🤖 AI Summary
This study addresses the challenge of jointly optimizing routing and charging decisions in the Electric Capacitated Vehicle Routing Problem (E-CVRP), where these two components exhibit strong interdependence. To tackle this, the authors propose a surrogate-objective-based bilevel optimization framework that explicitly models their coupling by guiding the lower-level search through an upper-level surrogate objective. A three-phase bilevel Late Acceptance Hill Climbing (b-LAHC) algorithm is developed, integrating neighborhood search with greedy descent strategies to achieve high solution efficiency without requiring parameter tuning.

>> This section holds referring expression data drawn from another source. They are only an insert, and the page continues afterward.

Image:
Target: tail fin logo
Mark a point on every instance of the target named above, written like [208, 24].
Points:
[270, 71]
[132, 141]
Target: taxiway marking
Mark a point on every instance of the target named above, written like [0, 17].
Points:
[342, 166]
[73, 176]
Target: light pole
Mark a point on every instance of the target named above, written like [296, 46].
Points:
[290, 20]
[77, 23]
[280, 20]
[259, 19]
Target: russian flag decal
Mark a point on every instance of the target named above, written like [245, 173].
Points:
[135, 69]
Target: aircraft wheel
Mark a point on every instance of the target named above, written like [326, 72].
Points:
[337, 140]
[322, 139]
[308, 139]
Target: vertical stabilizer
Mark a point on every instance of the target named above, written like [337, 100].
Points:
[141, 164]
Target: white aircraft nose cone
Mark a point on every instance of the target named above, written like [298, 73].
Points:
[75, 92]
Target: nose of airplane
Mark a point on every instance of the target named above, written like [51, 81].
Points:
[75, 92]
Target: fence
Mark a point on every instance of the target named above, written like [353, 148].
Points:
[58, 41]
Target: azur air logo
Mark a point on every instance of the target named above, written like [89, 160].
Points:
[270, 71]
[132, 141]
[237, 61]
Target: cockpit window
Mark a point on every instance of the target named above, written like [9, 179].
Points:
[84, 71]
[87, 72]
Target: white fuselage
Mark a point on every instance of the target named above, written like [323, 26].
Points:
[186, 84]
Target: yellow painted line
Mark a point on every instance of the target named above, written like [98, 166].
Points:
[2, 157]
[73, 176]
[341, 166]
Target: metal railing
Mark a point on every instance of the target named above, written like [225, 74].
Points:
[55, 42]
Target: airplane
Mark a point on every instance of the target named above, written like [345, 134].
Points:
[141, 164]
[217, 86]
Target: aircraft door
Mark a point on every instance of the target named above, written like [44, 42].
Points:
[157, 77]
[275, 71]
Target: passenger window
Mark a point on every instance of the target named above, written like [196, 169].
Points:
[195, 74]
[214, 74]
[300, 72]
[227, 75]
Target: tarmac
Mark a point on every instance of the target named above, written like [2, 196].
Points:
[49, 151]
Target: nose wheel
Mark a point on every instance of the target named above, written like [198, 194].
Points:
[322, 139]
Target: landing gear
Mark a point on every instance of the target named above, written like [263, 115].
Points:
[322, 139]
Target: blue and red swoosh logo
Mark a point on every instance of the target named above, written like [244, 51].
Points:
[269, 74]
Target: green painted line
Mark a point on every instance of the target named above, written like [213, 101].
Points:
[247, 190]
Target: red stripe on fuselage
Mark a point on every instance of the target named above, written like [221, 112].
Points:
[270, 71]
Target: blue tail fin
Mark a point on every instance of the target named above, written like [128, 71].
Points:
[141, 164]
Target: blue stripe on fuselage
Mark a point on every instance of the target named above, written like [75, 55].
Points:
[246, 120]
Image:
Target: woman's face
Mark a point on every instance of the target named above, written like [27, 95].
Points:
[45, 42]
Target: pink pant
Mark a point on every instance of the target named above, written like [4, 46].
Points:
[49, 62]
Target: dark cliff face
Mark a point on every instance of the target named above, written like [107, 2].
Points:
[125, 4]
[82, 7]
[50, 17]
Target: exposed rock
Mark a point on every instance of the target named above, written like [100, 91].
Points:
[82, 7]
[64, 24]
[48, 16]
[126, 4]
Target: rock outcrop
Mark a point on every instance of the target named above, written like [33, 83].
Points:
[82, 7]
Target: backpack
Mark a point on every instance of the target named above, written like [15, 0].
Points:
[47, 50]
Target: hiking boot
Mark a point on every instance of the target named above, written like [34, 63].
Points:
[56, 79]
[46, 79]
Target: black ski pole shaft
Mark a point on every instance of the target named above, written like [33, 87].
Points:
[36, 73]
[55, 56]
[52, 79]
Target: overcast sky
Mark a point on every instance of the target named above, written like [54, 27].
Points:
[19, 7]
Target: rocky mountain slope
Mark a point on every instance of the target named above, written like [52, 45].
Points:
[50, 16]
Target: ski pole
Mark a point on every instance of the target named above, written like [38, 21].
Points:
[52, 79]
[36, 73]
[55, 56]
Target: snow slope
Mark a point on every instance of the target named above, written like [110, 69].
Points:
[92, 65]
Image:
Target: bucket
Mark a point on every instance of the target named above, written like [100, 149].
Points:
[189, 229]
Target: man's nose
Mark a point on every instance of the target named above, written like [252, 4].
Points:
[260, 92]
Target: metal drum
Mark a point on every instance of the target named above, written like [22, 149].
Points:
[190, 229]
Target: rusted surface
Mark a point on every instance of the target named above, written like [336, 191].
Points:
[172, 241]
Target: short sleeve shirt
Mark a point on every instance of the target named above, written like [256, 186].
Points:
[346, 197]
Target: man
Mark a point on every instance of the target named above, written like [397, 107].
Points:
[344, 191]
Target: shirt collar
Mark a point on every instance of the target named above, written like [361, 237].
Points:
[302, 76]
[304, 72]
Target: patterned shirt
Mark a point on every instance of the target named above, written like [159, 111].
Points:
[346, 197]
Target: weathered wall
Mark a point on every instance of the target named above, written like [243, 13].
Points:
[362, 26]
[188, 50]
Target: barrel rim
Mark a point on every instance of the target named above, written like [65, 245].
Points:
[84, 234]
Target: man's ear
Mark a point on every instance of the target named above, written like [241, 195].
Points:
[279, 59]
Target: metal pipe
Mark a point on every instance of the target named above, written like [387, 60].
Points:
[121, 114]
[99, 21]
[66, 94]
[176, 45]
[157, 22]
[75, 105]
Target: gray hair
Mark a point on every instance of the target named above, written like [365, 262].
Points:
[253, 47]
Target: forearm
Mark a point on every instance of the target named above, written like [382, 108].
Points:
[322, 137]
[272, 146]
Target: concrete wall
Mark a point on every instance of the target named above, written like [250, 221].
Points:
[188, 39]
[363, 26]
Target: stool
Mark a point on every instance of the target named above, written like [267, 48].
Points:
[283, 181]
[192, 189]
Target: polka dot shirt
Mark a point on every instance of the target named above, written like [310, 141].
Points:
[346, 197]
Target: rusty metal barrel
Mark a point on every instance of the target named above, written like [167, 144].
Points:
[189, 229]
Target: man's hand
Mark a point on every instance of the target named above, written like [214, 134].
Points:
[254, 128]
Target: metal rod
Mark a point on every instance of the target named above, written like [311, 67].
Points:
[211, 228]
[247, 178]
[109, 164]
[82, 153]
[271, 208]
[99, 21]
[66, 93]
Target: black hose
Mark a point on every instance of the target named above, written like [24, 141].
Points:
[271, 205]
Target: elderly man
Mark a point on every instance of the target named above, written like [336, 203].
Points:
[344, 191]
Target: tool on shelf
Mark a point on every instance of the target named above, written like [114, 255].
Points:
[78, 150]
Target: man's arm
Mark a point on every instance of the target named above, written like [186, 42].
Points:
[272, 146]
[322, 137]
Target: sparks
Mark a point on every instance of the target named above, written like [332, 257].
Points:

Evaluated on the IEEE WCCI-2020 benchmark instances under a fixed computational budget, the proposed method attains near-optimal solutions for small-scale cases and establishes new best-known results on 9 out of 10 large-scale instances, yielding an average improvement of 1.07%.
📝 Abstract
This paper tackles the Electric Capacitated Vehicle Routing Problem (E-CVRP) through a bilevel optimization framework that handles routing and charging decisions separately or jointly depending on the search stage. By analyzing their interaction, we introduce a surrogate objective at the upper level to guide the search and accelerate convergence. A bilevel Late Acceptance Hill Climbing algorithm (b-LAHC) is introduced that operates through three phases: greedy descent, neighborhood exploration, and final solution refinement. b-LAHC operates with fixed parameters, eliminating the need for complex adaptation while remaining lightweight and effective. Extensive experiments on the IEEE WCCI-2020 benchmark show that b-LAHC achieves superior or competitive performance against eight state-of-the-art algorithms. Under a fixed evaluation budget, it attains near-optimal solutions on small-scale instances and sets 9/10 new best-known results on large-scale benchmarks, improving existing records by an average of 1.07%. Moreover, the strong correlation (though not universal) observed between the surrogate objective and the complete cost justifies the use of the surrogate objective while still necessitating a joint solution of both levels, thereby validating the effectiveness of the proposed bilevel framework and highlighting its potential for efficiently solving large-scale routing problems with a hierarchical structure.